Ya adentrado en el lago, mis brazos comenzaron a sentir el rigor del esfuerzo. Intenté acomodarme, pero esto bastó para ser descubierto por los tripulantes del bote, cuatro adolescentes que reaccionaron violentamente llamándome la atención. Fue tal el miedo que sentí que decidí separarme del bote e intentar llegar a la orilla por mis propios medios. Naturalmente intenté dar pie, sumergiéndome en el acto, pero al salir a la superficie pude observar la costa distante, acrecentándose en mí el miedo y la desesperación. Manoteé intentando nadar como antes lo hacía en la orilla, pero no lo logré; ya había tragado bastante agua y no me quedaban fuerzas. Poseído por la resignación, pude ver el fondo arenoso, sembrado de troncos, que en distintas direcciones y tamaños tapizaban una atmósfera encantada y liviana en la que me quería perpetuar. Ya no manoteé, me iba irremediablemente al fondo.

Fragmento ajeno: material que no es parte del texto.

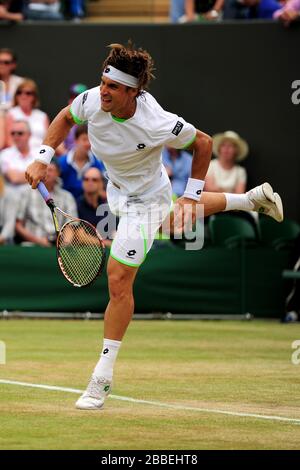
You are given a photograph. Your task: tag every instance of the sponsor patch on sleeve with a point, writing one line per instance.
(178, 127)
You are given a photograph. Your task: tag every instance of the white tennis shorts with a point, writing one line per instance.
(140, 218)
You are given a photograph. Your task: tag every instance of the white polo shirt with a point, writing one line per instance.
(131, 149)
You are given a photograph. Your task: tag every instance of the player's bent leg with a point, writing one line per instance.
(121, 305)
(117, 317)
(260, 199)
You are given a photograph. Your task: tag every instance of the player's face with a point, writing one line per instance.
(116, 98)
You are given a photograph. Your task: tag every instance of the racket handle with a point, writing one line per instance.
(43, 191)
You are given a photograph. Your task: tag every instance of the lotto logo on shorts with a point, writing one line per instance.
(178, 127)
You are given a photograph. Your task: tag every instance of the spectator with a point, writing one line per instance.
(266, 8)
(7, 213)
(224, 175)
(69, 142)
(34, 221)
(8, 64)
(26, 104)
(94, 196)
(43, 10)
(289, 12)
(77, 161)
(176, 10)
(6, 14)
(202, 10)
(14, 160)
(178, 164)
(2, 128)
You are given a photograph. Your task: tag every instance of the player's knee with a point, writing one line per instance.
(119, 287)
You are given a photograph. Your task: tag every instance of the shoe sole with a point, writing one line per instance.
(91, 408)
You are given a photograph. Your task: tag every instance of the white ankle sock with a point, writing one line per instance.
(238, 202)
(105, 365)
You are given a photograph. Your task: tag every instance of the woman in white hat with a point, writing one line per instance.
(224, 174)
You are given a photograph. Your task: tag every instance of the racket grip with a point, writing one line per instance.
(43, 191)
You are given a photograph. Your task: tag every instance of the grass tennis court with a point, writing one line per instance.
(242, 367)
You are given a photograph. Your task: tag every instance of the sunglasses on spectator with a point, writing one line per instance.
(86, 178)
(17, 133)
(24, 92)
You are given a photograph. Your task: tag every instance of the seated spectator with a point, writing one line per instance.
(34, 221)
(43, 10)
(94, 196)
(6, 14)
(178, 164)
(26, 104)
(289, 12)
(198, 10)
(14, 160)
(77, 161)
(224, 175)
(7, 213)
(177, 10)
(8, 64)
(69, 142)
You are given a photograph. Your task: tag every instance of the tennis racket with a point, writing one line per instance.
(79, 247)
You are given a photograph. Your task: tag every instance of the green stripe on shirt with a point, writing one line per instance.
(75, 118)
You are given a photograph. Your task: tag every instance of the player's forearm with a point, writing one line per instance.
(201, 156)
(26, 235)
(15, 176)
(59, 128)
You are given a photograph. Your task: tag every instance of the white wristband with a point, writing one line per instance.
(194, 189)
(45, 154)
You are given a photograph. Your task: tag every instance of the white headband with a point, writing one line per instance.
(120, 77)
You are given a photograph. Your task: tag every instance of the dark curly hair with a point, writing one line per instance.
(136, 62)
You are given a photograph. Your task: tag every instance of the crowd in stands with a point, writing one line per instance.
(41, 10)
(183, 11)
(180, 10)
(75, 177)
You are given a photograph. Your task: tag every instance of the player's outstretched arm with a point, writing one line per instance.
(185, 209)
(57, 132)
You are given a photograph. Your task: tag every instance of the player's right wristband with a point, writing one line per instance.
(45, 154)
(194, 189)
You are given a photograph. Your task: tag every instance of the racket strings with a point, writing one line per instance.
(80, 252)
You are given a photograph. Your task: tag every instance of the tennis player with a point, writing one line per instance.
(128, 129)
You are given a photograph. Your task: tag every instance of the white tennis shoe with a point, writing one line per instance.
(94, 396)
(266, 201)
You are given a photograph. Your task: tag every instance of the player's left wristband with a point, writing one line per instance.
(45, 154)
(194, 189)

Mientras sentía que flotaba en medio de las profundidades encantadas, fui jalado por una mano salvadora que me tomó de un brazo y me subió al bote. El miedo y el sobresalto me provocaron una explosión de llanto y, como el recién nacido al que se le estimula el sollozo mediante una palmada, mis pulmones cambiaron líquido por aire devolviéndome a la vida. El agua salía de mi boca y nariz a raudales. Creo que al verme en aquel estado hizo que los del bote sintieran culpabilidad, pues su tono cambió drásticamente, intentando por todos los medios bajar el perfil de la situación. Me preguntaron el nombre e intentaron festinar con la situación y consiguieron que me calmara. Sin embargo, en lo único que pensaba era en que mi tío no se enterara, dando rápidas y apremiantes miradas a la orilla y al muelle.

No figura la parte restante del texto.